Court Opinion

ID: 4021582
Source: CourtListenerOpinion
Date Created: 2016-08-03 19:09:00.736976+00
Date Added: 2024-06-11T07:45:00.236470
License: Public Domain

People v Ellis (2016 NY Slip Op 05720)

People v Ellis

2016 NY Slip Op 05720

Decided on August 3, 2016

Appellate Division, Second Department

Published by New York State Law Reporting Bureau pursuant to Judiciary Law § 431.

This opinion is uncorrected and subject to revision before publication in the Official Reports.

Decided on August 3, 2016
SUPREME COURT OF THE STATE OF NEW YORK
Appellate Division, Second Judicial Department

WILLIAM F. MASTRO, J.P.
L. PRISCILLA HALL
SANDRA L. SGROI
BETSY BARROS, JJ.

2015-06524

[*1]The People of the State of New York, respondent, 
vKevin Ellis, Jr., appellant. (S.C.I. No. 14-01598)
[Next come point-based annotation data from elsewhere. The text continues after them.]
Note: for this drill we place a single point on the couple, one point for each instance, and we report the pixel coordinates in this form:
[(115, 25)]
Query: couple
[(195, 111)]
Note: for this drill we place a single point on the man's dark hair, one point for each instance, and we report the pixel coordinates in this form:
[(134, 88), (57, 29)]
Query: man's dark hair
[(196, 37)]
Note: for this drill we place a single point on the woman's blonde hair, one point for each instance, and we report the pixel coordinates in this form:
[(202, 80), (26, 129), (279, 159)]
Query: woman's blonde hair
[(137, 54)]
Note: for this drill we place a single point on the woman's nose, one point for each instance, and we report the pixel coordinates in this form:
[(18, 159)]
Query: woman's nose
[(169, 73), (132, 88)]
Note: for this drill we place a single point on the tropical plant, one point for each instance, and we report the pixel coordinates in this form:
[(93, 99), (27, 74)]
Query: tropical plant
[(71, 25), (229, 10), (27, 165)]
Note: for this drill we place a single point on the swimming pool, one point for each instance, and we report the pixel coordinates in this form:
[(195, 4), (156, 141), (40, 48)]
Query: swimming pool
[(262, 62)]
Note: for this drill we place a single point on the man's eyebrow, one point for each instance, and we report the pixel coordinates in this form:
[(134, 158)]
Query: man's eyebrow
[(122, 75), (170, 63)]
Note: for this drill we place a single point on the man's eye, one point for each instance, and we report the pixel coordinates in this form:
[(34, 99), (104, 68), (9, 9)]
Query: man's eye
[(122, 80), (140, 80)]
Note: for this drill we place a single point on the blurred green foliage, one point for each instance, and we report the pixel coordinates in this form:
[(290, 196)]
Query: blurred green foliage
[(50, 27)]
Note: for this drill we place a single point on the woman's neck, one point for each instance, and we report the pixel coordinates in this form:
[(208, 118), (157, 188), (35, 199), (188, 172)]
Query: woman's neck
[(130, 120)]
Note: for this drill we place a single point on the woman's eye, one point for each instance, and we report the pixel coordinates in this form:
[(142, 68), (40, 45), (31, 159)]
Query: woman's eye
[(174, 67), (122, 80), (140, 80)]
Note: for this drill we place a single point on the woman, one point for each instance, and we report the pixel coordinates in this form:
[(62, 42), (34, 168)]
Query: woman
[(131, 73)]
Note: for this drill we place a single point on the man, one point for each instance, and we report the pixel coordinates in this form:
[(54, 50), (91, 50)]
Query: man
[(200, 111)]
Clinton W. Calhoun III, White Plains, NY, for appellant.
James A. McCarty, Acting District Attorney, White Plains, NY (Laurie Sapakoff and John Collins of counsel), for respondent.

DECISION & ORDER
Appeal by the defendant from a judgment of the County Court, Westchester County (Minihan, J.), rendered June 23, 2015, convicting him of burglary in the third degree, upon his plea of guilty, and imposing sentence.
ORDERED that the judgment is affirmed.
The defendant failed to preserve for appellate review his current challenge to the validity of his plea of guilty, as he failed to move to withdraw his plea or to otherwise raise the issue before the County Court (see People v Clarke, 93 NY2d 904, 906; People v Pellegrino, 60 NY2d 636; People v Axel M., 122 AD3d 946, 946-947). Moreover, contrary to the defendant's contention, this matter does not fall within the narrow exception to the preservation rule set forth in People v Lopez (71 NY2d 662, 666), since the defendant knowingly and voluntarily allocuted to the facts constituting the crime while under oath at the plea proceeding, and nothing in the defendant's factual recitation cast doubt upon his guilt, negated an essential element of the crime, or called into question the voluntariness of his plea (see People v McNair, 13 NY3d 821, 822; People v Pollidore, 123 AD3d 1058, 1059; People v Gomez, 114 AD3d 701, 701-702; People v Kelly, 50 AD3d 921). Furthermore, contrary to the defendant's further contention, the postplea statement attributed to the defendant in the presentence report did not obligate the sentencing court to conduct a sua sponte inquiry into the validity of the defendant's plea of guilty (see People v Garcia-Cruz, 138 AD3d 1414; People v Bryan, 129 AD3d 524; People v Pollidore, 123 AD3d at 1059; People v Appling, 94 AD3d 1135, 1136; People v Taylor, 60 AD3d 708, 709).
The defendant's contention that he was denied the effective assistance of counsel is similarly without merit (see People v Pollidore, 123 AD3d at 1059), as the record demonstrates that he received meaningful representation at his plea and sentencing (see People v Benevento, 91 NY2d 708, 712; People v Solis, 111 AD3d 654, 656).
MASTRO, J.P., HALL, SGROI and BARROS, JJ., concur.